Homework 2

Homework 2#

import pandas as pd 
import numpy as np 

disasters = pd.read_csv("https://raw.githubusercontent.com/computationalUncertaintyLab/dexp_book/refs/heads/main/events-US-1980-2024.csv")
disasters = disasters.assign(Year = lambda x: x["End Date"].astype(str).str[:3+1].astype(int) )
disasters = disasters.loc[ disasters["Unadjusted Cost"] !="TBD" ]

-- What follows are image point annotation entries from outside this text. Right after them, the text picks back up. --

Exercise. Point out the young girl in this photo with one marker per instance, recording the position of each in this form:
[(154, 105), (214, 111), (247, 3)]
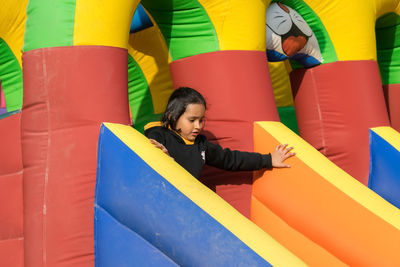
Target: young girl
[(178, 135)]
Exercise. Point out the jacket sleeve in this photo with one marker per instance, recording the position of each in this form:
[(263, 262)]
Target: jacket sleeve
[(233, 160)]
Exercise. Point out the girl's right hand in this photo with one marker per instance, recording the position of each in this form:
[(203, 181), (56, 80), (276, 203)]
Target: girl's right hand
[(281, 153), (159, 145)]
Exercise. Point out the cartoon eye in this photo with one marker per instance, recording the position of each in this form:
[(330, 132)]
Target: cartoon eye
[(300, 22), (278, 20)]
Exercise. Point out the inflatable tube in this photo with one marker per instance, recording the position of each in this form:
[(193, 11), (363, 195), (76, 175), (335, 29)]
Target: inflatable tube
[(11, 195)]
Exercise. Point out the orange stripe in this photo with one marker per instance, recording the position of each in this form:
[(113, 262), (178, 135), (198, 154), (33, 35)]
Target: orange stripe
[(298, 244), (324, 214)]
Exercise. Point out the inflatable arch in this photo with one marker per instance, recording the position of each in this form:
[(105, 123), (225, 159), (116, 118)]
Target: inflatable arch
[(81, 68)]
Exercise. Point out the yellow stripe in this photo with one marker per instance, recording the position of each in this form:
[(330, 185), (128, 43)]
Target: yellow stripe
[(240, 25), (231, 219), (103, 22), (357, 42), (389, 134), (152, 124), (149, 50), (333, 174)]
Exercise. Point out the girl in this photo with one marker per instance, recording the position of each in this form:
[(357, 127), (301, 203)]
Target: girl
[(178, 135)]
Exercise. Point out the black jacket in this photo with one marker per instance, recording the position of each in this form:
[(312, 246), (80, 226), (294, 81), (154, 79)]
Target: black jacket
[(193, 157)]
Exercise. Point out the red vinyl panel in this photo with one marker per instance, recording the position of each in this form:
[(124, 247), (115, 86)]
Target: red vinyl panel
[(11, 200), (336, 104), (68, 93), (238, 91), (392, 95)]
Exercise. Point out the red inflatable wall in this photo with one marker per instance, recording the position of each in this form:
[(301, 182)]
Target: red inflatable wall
[(392, 96), (11, 208), (68, 93), (336, 104), (238, 90)]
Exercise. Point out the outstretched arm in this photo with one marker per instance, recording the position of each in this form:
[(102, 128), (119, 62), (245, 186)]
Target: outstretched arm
[(281, 153), (159, 145)]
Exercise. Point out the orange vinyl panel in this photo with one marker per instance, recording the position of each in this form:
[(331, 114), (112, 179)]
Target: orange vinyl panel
[(324, 214), (311, 253)]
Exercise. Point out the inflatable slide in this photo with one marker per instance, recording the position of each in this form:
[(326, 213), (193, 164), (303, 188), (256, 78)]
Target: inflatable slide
[(328, 70)]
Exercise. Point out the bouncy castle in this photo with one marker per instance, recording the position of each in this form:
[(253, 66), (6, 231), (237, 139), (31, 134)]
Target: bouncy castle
[(80, 185)]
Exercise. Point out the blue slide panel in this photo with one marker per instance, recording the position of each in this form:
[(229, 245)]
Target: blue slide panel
[(117, 245), (384, 175), (145, 202)]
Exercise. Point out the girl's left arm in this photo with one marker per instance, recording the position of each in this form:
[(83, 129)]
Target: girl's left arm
[(234, 160)]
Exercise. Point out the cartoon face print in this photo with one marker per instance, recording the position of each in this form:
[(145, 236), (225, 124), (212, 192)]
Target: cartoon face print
[(289, 35), (292, 28)]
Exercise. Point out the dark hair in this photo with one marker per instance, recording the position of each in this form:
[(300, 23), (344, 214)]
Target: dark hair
[(177, 103)]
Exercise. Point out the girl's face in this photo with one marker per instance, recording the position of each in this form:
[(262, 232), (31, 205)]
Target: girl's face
[(190, 123)]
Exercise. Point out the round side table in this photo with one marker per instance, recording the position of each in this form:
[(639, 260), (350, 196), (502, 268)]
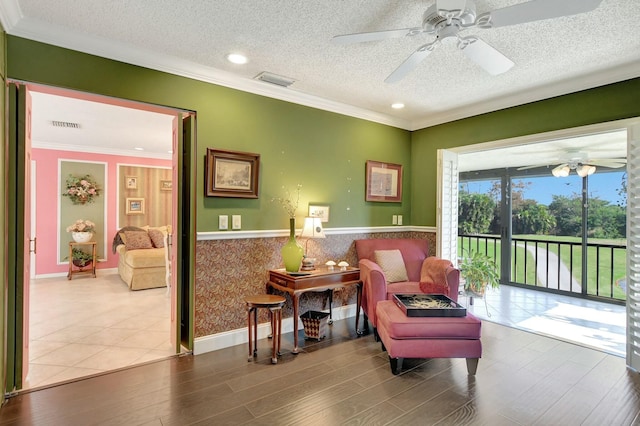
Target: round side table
[(274, 304)]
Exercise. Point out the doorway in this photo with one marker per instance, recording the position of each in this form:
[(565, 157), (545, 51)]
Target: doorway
[(180, 292)]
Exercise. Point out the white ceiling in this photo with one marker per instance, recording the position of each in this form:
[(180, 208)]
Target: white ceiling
[(292, 38)]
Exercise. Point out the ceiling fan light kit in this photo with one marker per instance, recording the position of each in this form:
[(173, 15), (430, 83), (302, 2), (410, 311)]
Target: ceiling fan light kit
[(448, 18)]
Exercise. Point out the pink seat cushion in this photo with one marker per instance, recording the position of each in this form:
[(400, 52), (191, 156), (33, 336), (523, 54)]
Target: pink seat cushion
[(400, 327)]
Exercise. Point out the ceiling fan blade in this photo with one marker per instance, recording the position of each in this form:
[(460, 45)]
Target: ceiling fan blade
[(410, 63), (450, 7), (485, 55), (535, 10), (535, 166), (376, 35), (612, 163)]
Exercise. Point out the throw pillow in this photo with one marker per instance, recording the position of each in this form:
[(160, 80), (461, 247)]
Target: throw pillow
[(157, 237), (137, 240), (392, 264), (433, 278)]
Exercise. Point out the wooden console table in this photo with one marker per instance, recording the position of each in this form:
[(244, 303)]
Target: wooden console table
[(81, 270), (321, 279)]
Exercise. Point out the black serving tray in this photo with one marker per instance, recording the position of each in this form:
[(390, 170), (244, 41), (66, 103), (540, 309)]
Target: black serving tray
[(428, 305)]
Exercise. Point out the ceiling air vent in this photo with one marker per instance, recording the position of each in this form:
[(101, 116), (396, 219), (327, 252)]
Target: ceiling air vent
[(66, 124), (278, 80)]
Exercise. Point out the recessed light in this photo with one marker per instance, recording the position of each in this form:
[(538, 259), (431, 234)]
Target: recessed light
[(237, 58)]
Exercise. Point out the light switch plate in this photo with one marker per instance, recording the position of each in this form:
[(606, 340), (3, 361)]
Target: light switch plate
[(236, 221), (223, 222)]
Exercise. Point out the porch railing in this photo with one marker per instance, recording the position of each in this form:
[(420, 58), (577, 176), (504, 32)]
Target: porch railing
[(556, 266)]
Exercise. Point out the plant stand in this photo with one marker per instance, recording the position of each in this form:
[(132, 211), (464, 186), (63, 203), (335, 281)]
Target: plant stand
[(82, 270)]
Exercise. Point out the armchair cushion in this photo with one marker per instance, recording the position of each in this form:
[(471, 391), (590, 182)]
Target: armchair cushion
[(392, 264), (136, 240), (433, 275)]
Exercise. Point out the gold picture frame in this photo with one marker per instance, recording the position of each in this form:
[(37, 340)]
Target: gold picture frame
[(134, 206), (383, 182), (231, 174), (131, 182)]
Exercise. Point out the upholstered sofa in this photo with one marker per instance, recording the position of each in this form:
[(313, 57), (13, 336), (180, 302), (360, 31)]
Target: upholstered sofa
[(422, 273), (143, 257)]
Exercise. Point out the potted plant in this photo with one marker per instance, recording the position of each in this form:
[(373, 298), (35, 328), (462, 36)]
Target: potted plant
[(81, 230), (479, 272), (81, 258)]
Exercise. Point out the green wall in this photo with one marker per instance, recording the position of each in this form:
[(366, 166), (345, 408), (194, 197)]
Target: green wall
[(324, 152), (3, 234), (607, 103)]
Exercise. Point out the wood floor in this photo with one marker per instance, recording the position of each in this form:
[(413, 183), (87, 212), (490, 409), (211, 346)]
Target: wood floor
[(522, 379)]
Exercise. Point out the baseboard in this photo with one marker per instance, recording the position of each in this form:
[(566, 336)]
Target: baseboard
[(240, 336)]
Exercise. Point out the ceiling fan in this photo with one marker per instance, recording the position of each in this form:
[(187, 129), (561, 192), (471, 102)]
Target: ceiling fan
[(448, 18), (581, 163)]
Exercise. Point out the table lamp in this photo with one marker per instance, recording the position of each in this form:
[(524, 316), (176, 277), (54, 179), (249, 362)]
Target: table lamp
[(312, 229)]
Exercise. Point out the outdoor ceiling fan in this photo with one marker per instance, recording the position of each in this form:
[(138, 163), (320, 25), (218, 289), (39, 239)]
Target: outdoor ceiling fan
[(581, 163), (448, 18)]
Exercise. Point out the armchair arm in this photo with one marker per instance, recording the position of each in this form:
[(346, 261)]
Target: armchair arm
[(452, 275), (374, 287)]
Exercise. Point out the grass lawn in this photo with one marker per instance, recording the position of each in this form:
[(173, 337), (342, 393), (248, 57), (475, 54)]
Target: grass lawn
[(608, 285)]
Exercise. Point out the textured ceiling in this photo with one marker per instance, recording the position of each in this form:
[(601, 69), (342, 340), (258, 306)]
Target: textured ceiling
[(293, 38)]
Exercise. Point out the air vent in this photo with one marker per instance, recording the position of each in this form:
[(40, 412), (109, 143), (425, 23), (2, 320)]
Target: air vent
[(66, 124), (278, 80)]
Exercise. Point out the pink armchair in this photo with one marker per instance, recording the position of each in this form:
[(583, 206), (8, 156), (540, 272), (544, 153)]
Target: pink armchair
[(438, 275)]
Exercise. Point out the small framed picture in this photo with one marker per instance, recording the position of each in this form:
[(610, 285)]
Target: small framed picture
[(131, 182), (231, 174), (134, 206), (383, 182), (319, 211)]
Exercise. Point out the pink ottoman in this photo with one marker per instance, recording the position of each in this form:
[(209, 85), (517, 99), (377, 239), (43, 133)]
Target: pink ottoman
[(427, 337)]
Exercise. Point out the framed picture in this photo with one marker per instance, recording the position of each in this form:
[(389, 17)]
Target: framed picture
[(131, 182), (384, 182), (231, 174), (319, 211), (134, 206)]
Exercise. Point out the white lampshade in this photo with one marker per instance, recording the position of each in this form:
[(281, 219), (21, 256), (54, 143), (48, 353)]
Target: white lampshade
[(312, 228), (561, 171), (585, 170)]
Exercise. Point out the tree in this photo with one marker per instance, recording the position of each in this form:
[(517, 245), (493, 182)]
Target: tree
[(532, 218), (568, 214), (475, 212)]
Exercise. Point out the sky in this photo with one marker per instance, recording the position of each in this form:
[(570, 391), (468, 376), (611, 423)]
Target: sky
[(604, 186)]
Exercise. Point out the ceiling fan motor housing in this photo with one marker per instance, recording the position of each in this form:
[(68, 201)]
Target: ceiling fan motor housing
[(432, 21)]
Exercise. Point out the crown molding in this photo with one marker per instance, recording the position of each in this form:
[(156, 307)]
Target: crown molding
[(58, 36), (239, 235), (16, 24)]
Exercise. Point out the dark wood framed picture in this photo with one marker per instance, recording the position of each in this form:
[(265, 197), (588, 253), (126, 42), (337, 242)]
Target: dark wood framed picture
[(231, 174), (134, 206), (383, 182)]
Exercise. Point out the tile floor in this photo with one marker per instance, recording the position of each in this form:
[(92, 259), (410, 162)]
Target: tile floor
[(91, 325), (588, 323)]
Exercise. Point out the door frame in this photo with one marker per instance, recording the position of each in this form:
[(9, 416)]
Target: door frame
[(15, 227)]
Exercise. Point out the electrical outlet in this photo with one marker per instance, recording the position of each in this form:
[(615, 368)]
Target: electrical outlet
[(223, 222), (236, 221)]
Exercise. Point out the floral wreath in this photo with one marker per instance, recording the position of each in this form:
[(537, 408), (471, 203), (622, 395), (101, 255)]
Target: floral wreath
[(81, 189)]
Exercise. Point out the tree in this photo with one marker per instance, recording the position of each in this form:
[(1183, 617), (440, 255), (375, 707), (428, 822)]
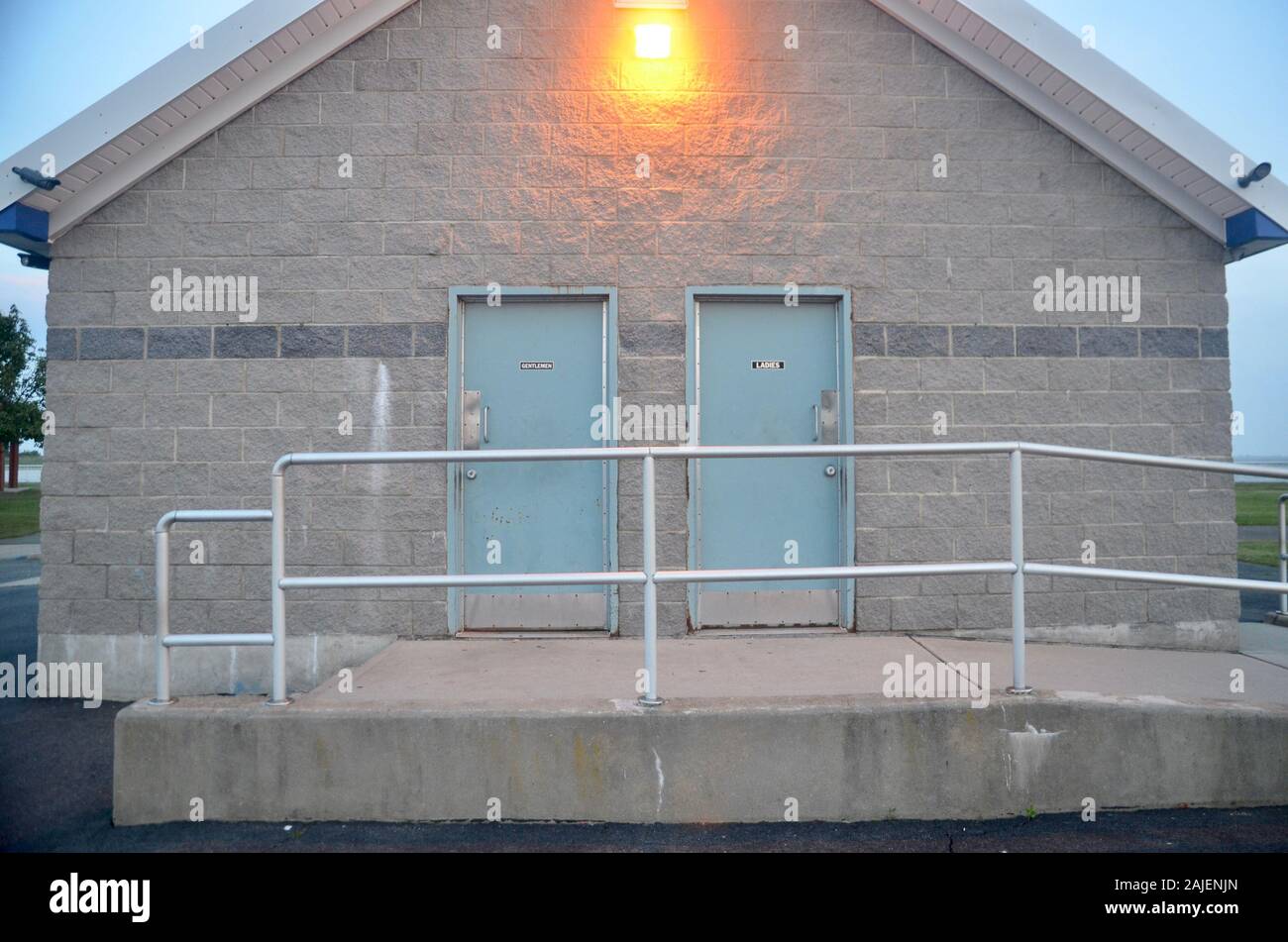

#--change these to floating values
disasters["CPI-Adjusted Cost"] = disasters["CPI-Adjusted Cost"].astype(float)
disasters["Unadjusted Cost"]   = disasters["Unadjusted Cost"].astype(float)

Problem one#

The goal for this problem is to add columns to the “disasters” dataset above to make selecting specific types of disasters easier. Use the template code in the notes to add columns for: Floods, Cyclones, Hurricanes, Tornadoes, and Severe Storms.

disasters

	Name	Disaster	Begin Date	End Date	CPI-Adjusted Cost	Unadjusted Cost	Deaths	Year
0	Southern Severe Storms and Flooding (April 1980)	Flooding	19800410	19800417	2742.3	706.8	7	1980
1	Hurricane Allen (August 1980)	Tropical Cyclone	19800807	19800811	2230.2	590.0	13	1980
2	Central/Eastern Drought/Heat Wave (Summer-Fall...	Drought	19800601	19801130	40480.8	10020.0	1260	1980
3	Florida Freeze (January 1981)	Freeze	19810112	19810114	2070.6	572.0	0	1981
4	Severe Storms, Flash Floods, Hail, Tornadoes (...	Severe Storm	19810505	19810510	1405.2	401.4	20	1981
...	...	...	...	...	...	...	...	...
393	Central and Northeast Severe Weather (June 2024)	Severe Storm	20240624	20240626	1704.0	1704.0	3	2024
394	New Mexico Wildfires (June 2024)	Wildfire	20240617	20240707	1700.0	1700.0	2	2024
395	Hurricane Beryl (July 2024)	Tropical Cyclone	20240708	20240708	7219.0	7219.0	45	2024
396	Central and Eastern Tornado Outbreak and Sever...	Severe Storm	20240713	20240716	2435.0	2435.0	2	2024
397	Hurricane Debby (August 2024)	Tropical Cyclone	20240805	20240809	2476.0	2476.0	10	2024

398 rows × 8 columns

Problem two#

Compute the mean, median, standard deviation, interquartile range (and also the 25, 75th percentiles) for Floods, Cyclones, Hurricanes, Tornadoes, and Severe Storms. From this exploratory data analysis, which type of storm appears to be most costly?

Problem three#

Dates are difficult to work with in the computer, but there are many functions in python to help. Our goal will be to convert the begin date for each disaster to a datetime object and then create a new column that determines if the disaster started between 1980 and 1990, 1991 to 2000, and so on.

Date time objects#

Date time objects, like any other object in Python, have a special set of functions for computing typical tasks with dates. The most common module in python is datetime and you can import this module like from datetime import datetime, timedelta.

Parsing Dates#

In the disaster data frame, Begin date is considered a floating point number. We want to convert this number into a datetime object. The most common way to convert a number into a datetime is to use the strptime function. The strptime function stands for “String Parse into Time”. The inputs to strptime are a string that contains the date you wish to format and the how this date was formatted. There are special symbols used to tell Python how your date was formatted. A list of these formats is here = List of format “Directives”.

Example of using strftime

We can convert the following string “2020-03-20” into a datetime object.

from datetime import datetime, timedelta
date_object = datetime.strptime("2020-03-20", "%Y-%m-%d")

One of the attributes of datetime objects is the attribute year. This will extract the date from our datetime object.

date_object.year

Problem 3 Task 1#

Create a function that inputs a string with the format “%Y%m%d” and outputs the year. You will need to import the datetime module. Call this function from_str_to_dt

Problem 3 Task 2#

Apply from_str_to_dt using the asign function in pandas to create a new column in the disasters data frame called “Year”.

Problem 3 Task 3#

Use the assign function to create a new column called “above2000” in the disasters dataframe. This column will equal the value one if the year of the disaster was greater than 2000 and 0 otherwise.

Problem four#

Conduct your own exploratory data analysis of the disasters data frame to determine whether disasters appear to be more or less costly after 2000 (compared to before).